By Mitch Hoppenworth
Financial Institutions are facing another compliance deadline as the U.S. Treasury Department’s Financial Crimes Enforcement Network‘s (FinCEN) new rules and obligations for customer due diligence (CDD) kick in. These rules were published under the Bank Secrecy Act (BSA) and add requirements for covered financial institutions to identify and verify beneficial owners of legal entity customers. FinCEN considers these new requirements highly important to preventing financial crimes.
The new rule essentially adds additional requirements fundamental to an effective Anti-Money Laundering (AML) program which will bring about substantial changes in existing policies and procedures.

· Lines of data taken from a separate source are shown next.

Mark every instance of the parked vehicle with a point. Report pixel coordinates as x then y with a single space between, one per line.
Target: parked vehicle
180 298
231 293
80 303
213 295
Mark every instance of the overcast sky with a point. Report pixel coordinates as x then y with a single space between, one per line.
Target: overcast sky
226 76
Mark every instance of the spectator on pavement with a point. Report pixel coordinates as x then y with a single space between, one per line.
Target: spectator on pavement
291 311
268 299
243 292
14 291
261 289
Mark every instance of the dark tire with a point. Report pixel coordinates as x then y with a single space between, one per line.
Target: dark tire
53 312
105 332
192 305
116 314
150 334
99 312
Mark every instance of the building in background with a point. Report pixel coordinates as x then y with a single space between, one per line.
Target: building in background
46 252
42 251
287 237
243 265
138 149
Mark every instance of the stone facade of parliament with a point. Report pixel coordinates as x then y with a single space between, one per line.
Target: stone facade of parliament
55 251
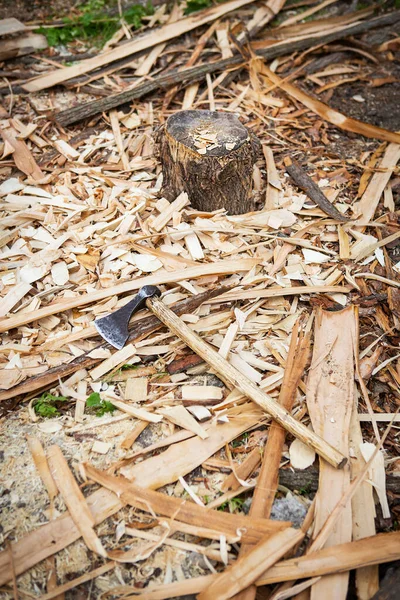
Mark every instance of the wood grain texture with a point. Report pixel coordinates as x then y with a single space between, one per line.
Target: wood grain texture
330 401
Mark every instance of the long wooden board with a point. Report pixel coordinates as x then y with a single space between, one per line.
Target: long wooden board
217 268
148 40
60 533
330 401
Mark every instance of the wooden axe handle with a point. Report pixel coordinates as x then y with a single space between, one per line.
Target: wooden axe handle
230 375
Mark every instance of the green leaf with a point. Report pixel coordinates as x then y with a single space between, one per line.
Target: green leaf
47 405
102 406
195 5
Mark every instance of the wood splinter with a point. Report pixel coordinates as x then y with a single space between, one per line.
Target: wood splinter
210 156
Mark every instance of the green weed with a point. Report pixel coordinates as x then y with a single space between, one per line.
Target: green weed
100 407
47 405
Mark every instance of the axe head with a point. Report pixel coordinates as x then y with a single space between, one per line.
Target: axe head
114 327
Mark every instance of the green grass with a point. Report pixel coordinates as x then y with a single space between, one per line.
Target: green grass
94 24
100 407
47 405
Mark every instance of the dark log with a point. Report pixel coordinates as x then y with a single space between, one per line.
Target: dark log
307 185
307 481
83 111
210 155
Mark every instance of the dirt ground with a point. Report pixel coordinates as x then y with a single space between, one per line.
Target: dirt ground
379 106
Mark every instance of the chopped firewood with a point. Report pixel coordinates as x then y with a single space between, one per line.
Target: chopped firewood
128 174
330 400
210 156
247 569
74 500
185 511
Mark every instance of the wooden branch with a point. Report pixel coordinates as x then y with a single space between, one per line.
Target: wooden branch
74 500
83 111
249 567
267 482
221 267
307 185
238 381
185 511
330 401
329 114
58 534
142 42
379 549
138 330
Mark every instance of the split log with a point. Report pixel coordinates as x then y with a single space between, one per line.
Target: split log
138 330
209 155
83 111
330 400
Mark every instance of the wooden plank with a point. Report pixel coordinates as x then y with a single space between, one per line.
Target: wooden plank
267 482
330 401
24 44
249 567
143 42
185 511
217 268
380 549
363 511
180 459
366 207
74 500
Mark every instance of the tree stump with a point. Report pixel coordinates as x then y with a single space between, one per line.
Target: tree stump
210 156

This is a new requirement that calls for financial institutions to collect information to verify the identity of each individual who either directly or indirectly owns more than 25% of the equity interests of the legal entity customer. In addition, financial institutions must collect information to identify at least one individual who has significant responsibility for the control or management of the legal entity customer. For any legal entity customer there can be multiple beneficial owners.

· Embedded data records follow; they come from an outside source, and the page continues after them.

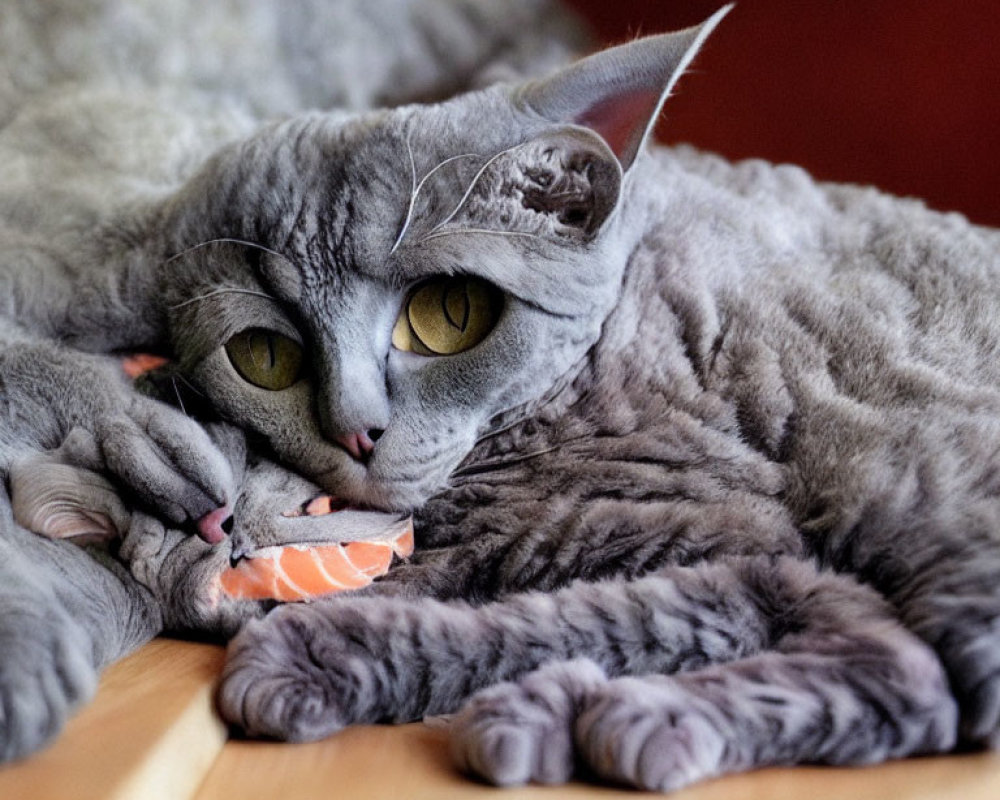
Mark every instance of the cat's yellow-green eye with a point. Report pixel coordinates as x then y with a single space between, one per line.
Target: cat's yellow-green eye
446 316
265 358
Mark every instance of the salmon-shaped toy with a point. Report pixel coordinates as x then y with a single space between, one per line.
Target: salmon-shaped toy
301 572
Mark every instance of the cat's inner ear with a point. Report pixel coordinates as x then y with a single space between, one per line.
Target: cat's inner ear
569 177
618 93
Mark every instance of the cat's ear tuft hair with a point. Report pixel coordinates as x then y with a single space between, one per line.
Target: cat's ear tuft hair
618 93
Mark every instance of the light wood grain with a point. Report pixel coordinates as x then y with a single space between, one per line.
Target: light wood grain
411 761
150 733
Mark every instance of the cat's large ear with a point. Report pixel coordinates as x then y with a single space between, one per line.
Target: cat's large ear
618 93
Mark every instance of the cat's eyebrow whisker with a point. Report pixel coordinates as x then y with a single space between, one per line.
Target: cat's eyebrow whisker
186 382
223 240
500 463
472 185
436 234
216 292
417 187
177 394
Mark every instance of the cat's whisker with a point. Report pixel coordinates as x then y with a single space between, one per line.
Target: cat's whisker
417 187
472 185
488 231
501 463
191 386
177 394
221 240
216 292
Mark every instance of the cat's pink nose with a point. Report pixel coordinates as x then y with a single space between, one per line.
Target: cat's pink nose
359 444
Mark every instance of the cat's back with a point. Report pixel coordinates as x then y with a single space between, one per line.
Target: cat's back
852 336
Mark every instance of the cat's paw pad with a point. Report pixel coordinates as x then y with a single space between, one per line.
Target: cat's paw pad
514 733
646 732
291 676
45 673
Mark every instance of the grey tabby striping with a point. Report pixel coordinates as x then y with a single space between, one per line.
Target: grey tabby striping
704 480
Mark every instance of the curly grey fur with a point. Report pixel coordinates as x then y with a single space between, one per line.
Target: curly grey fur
739 425
115 117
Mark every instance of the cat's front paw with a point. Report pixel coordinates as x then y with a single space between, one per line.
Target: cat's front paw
45 673
515 733
295 676
648 733
973 665
169 462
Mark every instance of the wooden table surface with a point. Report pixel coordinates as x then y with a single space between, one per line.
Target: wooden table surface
152 733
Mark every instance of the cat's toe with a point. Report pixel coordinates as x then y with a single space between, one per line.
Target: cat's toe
974 671
273 686
169 462
515 733
645 733
41 682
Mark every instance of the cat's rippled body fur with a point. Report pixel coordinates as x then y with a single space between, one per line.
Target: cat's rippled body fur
716 492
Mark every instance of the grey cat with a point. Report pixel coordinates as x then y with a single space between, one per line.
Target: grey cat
115 120
702 453
710 485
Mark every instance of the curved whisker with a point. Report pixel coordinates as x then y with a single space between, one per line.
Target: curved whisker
415 192
499 463
223 240
436 234
216 292
472 185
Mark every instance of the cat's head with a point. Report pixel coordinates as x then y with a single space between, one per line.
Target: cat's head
408 275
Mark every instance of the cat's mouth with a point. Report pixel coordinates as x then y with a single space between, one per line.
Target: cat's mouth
319 506
365 545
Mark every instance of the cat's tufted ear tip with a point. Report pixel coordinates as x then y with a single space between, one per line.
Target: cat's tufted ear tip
618 92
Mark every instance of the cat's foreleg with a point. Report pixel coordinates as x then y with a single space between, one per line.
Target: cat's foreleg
843 684
52 396
63 616
307 670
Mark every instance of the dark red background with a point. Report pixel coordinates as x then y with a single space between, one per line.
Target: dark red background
904 94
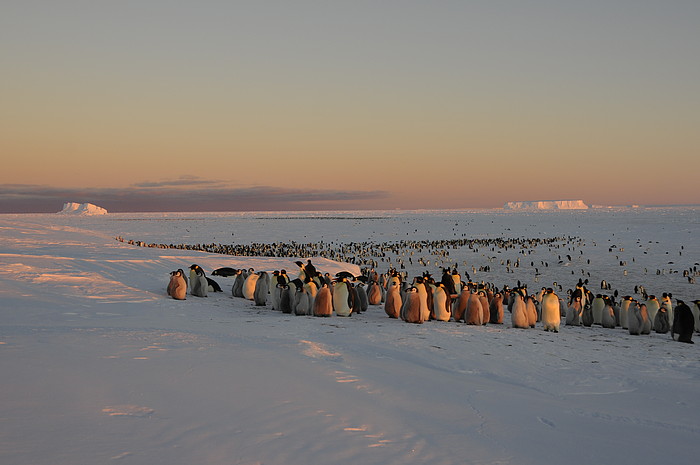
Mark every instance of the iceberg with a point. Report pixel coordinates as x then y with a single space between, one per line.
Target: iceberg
546 205
82 209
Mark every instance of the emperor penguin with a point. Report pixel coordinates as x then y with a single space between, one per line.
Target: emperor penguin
587 316
302 301
608 314
518 314
374 293
285 298
177 288
198 281
551 315
474 314
419 285
666 303
597 307
573 313
634 319
362 297
646 322
441 303
392 304
460 306
683 323
486 312
261 289
237 288
531 310
661 321
624 310
323 302
496 309
652 305
411 310
249 286
342 298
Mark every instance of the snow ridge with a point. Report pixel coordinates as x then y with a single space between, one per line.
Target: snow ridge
75 208
546 205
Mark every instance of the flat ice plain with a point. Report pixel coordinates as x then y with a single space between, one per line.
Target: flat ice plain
99 365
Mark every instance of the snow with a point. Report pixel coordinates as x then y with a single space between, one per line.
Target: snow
74 208
100 365
546 205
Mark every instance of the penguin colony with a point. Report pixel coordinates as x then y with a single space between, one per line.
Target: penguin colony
410 254
423 298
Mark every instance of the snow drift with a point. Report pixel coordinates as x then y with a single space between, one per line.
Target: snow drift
75 208
546 205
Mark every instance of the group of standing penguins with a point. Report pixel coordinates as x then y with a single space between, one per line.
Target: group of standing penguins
450 299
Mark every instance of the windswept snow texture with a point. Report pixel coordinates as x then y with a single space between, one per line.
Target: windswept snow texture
99 365
74 208
546 205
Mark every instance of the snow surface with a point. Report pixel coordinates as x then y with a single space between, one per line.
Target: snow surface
74 208
546 205
100 366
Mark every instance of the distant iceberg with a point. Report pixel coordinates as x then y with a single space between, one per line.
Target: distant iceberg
546 205
74 208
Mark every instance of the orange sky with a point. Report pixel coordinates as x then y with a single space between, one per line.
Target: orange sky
398 105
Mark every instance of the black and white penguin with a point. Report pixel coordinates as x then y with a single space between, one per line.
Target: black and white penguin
683 323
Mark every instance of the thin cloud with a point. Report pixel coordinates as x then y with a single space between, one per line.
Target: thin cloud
22 198
182 181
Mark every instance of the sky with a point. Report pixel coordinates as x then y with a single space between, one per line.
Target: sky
315 105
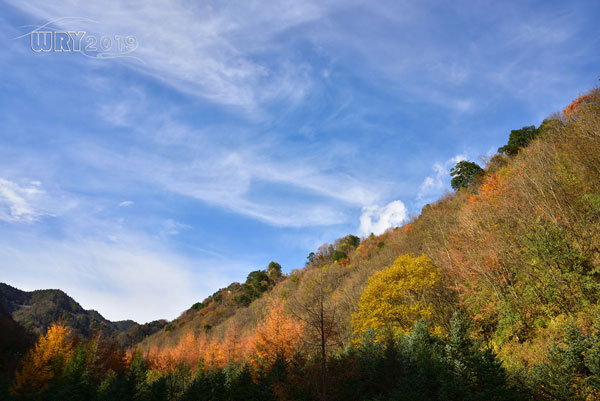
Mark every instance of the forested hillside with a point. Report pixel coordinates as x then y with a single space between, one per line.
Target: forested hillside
490 293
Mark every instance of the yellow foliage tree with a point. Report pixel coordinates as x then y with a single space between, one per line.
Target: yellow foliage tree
44 361
397 297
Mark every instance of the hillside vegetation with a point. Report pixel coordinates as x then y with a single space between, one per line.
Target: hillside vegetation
491 293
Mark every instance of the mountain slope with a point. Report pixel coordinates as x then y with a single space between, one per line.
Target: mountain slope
518 248
36 310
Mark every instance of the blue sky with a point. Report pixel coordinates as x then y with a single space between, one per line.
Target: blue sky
241 132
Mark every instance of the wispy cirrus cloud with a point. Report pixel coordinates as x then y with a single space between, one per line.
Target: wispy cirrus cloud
209 50
21 203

Federally regulated banks, federally insured credit unions, mutual funds, and security brokers and dealers are among those within the scope of the CDD rule. Existing “Know Your Customer” (KYC) programs at these organizations, which are established to monitor and understand the customer’s risk profile, will need to be enhanced. These changes will likely include event driven risks which can be identified through transaction monitoring as an example.

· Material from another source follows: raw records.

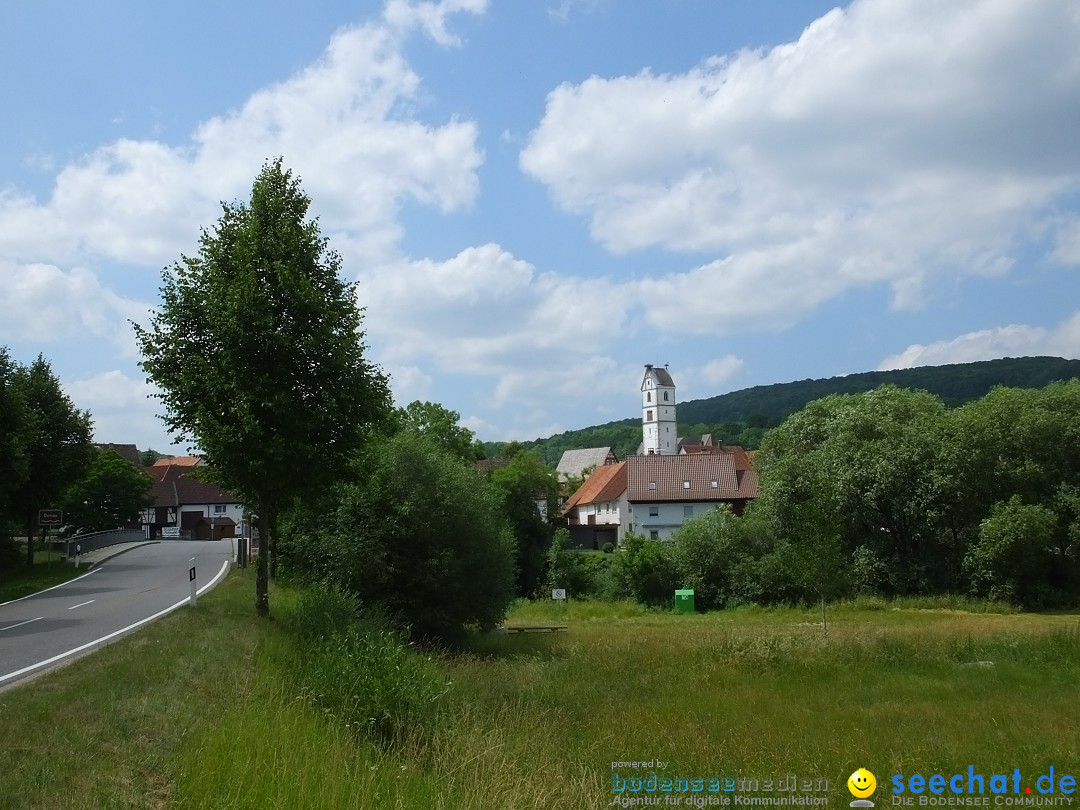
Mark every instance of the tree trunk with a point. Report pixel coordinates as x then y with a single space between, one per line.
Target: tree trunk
261 569
29 541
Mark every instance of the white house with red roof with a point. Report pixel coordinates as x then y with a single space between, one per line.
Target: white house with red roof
198 509
670 482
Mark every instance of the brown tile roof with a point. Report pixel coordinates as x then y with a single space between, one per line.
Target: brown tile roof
174 486
178 461
663 378
126 451
688 478
572 462
605 484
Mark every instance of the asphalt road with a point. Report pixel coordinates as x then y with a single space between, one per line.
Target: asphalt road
51 628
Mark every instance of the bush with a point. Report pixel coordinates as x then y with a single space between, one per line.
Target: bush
1011 561
417 535
645 570
363 672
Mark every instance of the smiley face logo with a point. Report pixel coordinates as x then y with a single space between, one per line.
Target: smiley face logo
862 783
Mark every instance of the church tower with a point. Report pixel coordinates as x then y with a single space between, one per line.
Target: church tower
658 413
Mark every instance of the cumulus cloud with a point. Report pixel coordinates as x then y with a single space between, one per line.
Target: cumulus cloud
487 312
1014 340
342 124
44 304
721 369
123 408
893 143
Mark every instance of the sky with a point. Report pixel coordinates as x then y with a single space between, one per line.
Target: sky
536 198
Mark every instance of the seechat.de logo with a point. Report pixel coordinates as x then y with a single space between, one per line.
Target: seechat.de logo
862 784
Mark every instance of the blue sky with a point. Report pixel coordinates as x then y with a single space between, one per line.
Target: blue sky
538 197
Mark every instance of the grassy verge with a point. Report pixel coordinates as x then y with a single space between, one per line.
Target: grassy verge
198 711
49 569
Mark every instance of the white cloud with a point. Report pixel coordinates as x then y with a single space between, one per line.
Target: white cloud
123 409
408 383
430 16
896 140
44 304
1014 340
342 124
486 312
721 369
1067 247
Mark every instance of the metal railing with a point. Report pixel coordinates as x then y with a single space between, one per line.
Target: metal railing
96 540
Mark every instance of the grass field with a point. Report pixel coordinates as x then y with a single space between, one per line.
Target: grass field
50 568
194 712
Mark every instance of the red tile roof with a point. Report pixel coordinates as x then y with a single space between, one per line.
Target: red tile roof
174 486
689 477
606 484
178 461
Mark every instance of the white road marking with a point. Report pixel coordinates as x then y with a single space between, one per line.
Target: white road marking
139 623
12 626
12 602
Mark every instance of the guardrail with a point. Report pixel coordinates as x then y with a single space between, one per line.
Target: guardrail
99 539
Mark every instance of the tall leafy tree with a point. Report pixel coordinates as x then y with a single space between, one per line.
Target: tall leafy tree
521 485
440 426
13 464
259 352
57 444
109 494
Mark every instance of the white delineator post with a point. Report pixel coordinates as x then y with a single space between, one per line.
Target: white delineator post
191 581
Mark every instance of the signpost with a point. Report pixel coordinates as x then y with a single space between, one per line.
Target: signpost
50 516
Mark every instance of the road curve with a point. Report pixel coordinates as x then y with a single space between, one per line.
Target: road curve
53 626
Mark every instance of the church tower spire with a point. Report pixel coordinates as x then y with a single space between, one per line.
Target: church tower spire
658 413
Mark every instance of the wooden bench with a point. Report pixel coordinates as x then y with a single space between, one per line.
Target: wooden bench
535 629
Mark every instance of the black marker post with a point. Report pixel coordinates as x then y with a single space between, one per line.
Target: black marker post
191 580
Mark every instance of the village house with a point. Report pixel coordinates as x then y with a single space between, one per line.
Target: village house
669 482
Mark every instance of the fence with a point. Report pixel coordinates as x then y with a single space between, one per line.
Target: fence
100 539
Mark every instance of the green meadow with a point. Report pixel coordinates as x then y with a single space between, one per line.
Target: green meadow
202 709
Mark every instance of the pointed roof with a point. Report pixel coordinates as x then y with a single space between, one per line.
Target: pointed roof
660 375
606 484
574 462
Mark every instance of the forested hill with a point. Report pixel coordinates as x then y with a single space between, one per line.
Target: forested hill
742 417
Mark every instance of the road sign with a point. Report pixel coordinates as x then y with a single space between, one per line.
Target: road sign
50 517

These financial institutions are required to capture and verify information for beneficial owners at the time of an account opening which includes physical address, Internal Revenue Service identification number (i.e. social security number or tax identification number), and date of birth.
As the rule was enacted in May 2016, is it safe to assume that after two years the impacted organizations are compliant, confident, and ready for the implementation date? These organizations have likely already heavily invested in a robust KYC or Customer Information Program (CIP), so these new rules shouldn’t pose a significant burden on their programs, right?
It’s hard to tell. Much of the commentary on the CDD Final Rule indicates that the practical application of these new rules may not be straightforward. Making substantial changes to complex processes invites many challenges. In fact, under this rule the exponential increase in data and documentation for collection, screening, and monitoring will challenge both human and technological resources. Outsized expenditures of resources are already devoted to AML and KYC programs and compliance with the CDD Final Rule is very expensive and burdensome.
So, what are organizations to do? Of course, they will make their best efforts to comply with the CDD Final Rule. However, at the same time, the real cost of compliance will continue to garner the wrong kind of attention with organizations and eventually reach its limits if it hasn’t already. Technologies have brought many efficiencies to these programs but are nowhere near a complete replacement for the number of resources in process heavy, manual review programs such as these.
Third party companies with experience in project management, process efficiencies, and a deep pool of legal talent can help reduce CDD costs and drive efficiencies. Organizations looking for third party assistance should also be looking for those with experience rooted in an understanding of financial regulations and a successful track record in the financial services industry of delivering compliant, cost effective solutions.